"For the first time, my politics will become my priority," said Khan, 51, a member of Pakistan's parliament, in an interview in the October 5 issue of Hello!, a popular British celebrity gossip magazine.
"I came into politics to bring about change," he added when asked if he'd be more effective if he allied himself with Pakistani President Pervez Musharraf's government, rather than opposed it.
"You can't join the status quo and bring about change."
Khan and Goldsmith, 30, daughter of the late British tycoon Sir James Goldsmith, divorced in June in a simple Islamic ceremony after nine years of marriage and a year and a half of separation.
"We also had a registry office marriage so a legal conclusion to that will follow," the former Pakistan fast bowler and national cricket captain, who quit the sport in 1992, told Hello!.
Khan, founder of the Tehreek-e-Insaf (Movement for Peace) party, remains close to the Goldsmith family -- so much so that his interview with Hello! took place at his former mother-in-law's mansion in southwest London.
He said his ex-wife's current relationship with Hollywood actor Hugh Grant was not a factor in their divorce, and that she was free to renounce Islam after converting prior to their marriage.

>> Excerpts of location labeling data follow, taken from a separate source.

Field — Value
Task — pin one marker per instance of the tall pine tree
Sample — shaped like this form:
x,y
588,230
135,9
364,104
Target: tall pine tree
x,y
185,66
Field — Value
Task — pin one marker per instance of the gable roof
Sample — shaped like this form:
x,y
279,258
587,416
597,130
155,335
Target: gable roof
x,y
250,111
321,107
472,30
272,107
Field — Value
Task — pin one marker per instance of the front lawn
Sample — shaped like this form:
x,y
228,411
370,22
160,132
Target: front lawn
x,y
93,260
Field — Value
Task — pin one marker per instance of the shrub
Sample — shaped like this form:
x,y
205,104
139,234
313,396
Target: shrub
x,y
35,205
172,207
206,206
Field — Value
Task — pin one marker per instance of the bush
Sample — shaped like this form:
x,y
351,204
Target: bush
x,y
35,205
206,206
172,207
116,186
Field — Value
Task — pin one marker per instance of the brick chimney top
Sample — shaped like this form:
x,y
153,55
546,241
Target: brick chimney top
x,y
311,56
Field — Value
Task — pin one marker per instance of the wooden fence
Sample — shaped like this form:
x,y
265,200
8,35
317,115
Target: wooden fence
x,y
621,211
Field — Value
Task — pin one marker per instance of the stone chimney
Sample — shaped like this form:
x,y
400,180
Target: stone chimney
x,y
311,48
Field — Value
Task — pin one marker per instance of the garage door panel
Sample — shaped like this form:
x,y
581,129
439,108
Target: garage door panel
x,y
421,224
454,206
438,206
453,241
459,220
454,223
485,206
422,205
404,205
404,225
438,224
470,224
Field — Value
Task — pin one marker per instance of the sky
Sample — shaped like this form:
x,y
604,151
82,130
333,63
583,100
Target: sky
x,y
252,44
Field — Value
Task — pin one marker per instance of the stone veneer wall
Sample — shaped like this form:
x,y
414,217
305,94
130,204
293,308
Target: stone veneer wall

Of their children, aged seven and five, Khan said he and Goldsmith agreed that they would be raised as Muslims, but added: "I hope they will be bi-cultural."
Khan's political rivals had sought to exploit his marriage to Goldsmith -- whose father was part-Jewish -- to attack him, but he said he believed the Pakistani people as a whole still "love Jemima".
"It was the political mafia trying to get at me that made her life difficult," he said. "Maybe one day she will come back to Pakistan, but now it not the time. Perhaps in a year."